Selection of Protein Kinase Inhibitors Based on Tumor Tissue Kinase Activity Profiles in Patients with Refractory Solid Malignancies: An Interventional Molecular Profiling Study

Mariette Labots, Johannes C Van der Mijn, Henk Dekker, Rita Ruijter, Thang V Pham, Hans J Van der Vliet, Jacobus J M Van der Hoeven, Gerrit A Meijer, Henk M W Verheul, Mariette Labots, Johannes C Van der Mijn, Henk Dekker, Rita Ruijter, Thang V Pham, Hans J Van der Vliet, Jacobus J M Van der Hoeven, Gerrit A Meijer, Henk M W Verheul

Abstract

Lessons learned: Clinically applicable tools are needed for treatment selection and repurposing of available protein kinase inhibitors (PKIs) in patients with advanced solid tumors refractory to standard treatment.Using a tyrosine kinase peptide substrate microarray, observed inhibitory activity in vitro could not sufficiently predict clinical benefit of treatment with the selected PKI.

Background: This exploratory molecular profiling study determined the feasibility and benefit of the selection of protein kinase inhibitors (PKIs) based on kinase activity profiling in patients with refractory solid malignancies.

Methods: Adult patients with biopsy-accessible refractory solid tumors were eligible.

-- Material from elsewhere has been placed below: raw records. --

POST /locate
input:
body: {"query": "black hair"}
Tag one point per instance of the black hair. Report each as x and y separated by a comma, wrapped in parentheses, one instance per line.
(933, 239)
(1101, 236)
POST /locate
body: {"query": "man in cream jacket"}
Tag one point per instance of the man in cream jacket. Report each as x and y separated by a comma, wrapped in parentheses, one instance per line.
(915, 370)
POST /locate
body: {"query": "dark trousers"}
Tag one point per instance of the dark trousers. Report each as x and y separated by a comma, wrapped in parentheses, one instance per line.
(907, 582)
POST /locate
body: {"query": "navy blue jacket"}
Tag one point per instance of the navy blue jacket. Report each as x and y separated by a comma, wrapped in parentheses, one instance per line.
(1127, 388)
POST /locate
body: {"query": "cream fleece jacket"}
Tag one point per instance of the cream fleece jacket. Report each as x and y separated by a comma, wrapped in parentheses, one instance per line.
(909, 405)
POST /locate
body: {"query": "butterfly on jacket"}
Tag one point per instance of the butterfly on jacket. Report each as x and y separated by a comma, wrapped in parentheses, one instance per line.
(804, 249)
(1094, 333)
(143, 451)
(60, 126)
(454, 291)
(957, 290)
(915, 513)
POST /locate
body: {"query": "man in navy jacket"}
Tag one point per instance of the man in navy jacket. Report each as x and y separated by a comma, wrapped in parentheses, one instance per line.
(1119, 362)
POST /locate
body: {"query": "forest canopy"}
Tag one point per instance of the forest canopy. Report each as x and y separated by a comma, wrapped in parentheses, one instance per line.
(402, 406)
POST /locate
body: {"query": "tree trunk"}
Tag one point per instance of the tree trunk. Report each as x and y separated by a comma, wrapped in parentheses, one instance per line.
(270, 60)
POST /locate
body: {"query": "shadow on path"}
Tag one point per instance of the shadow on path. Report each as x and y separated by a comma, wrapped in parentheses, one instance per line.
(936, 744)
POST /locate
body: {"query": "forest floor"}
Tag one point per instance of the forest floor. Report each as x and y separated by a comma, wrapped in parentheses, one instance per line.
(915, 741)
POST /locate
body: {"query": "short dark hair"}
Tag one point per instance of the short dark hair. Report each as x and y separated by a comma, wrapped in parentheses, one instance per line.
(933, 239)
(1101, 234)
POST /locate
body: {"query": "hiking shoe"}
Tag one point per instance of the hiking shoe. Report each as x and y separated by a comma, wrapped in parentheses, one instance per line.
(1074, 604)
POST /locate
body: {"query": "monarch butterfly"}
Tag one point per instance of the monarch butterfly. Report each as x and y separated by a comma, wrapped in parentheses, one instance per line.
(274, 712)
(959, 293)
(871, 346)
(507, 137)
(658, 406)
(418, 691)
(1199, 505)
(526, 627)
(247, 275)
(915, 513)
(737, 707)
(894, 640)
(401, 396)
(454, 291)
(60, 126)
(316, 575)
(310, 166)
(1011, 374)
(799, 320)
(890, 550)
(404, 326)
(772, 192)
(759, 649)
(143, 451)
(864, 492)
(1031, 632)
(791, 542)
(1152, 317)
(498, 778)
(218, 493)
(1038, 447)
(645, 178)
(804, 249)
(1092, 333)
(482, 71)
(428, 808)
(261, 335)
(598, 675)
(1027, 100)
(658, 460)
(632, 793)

Per patient, the inhibitory potency of sunitinib, dasatinib, erlotinib, sorafenib, everolimus, and lapatinib was determined in tumor lysates from fresh biopsies using a tyrosine kinase peptide substrate microarray. The most active PKI in this in vitro assay was selected for treatment.

Results: Thirteen patients were enrolled in the feasibility part and underwent tumor biopsy. Of 12 patients in whom kinase activity profiling was performed, 11 started treatment with a selected PKI: dasatinib in 8, sunitinib in 2, and erlotinib in 1 patient(s). Eight patients were evaluable for response. One patient had stable disease (SD) >4 months on sunitinib; one patient had SD at 6 weeks but progressive disease (PD) at 12 weeks. The remaining patients had PD after 6 weeks of treatment.

Conclusion: Kinase inhibition profiles of multiple PKIs can be reliably determined using fresh tumor biopsies from patients with refractory solid tumors. However, the current in vitro microarray selection approach insufficiently predicted clinical benefit of PKI treatment in these patients.

Trial registration: ClinicalTrials.gov NCT01190241.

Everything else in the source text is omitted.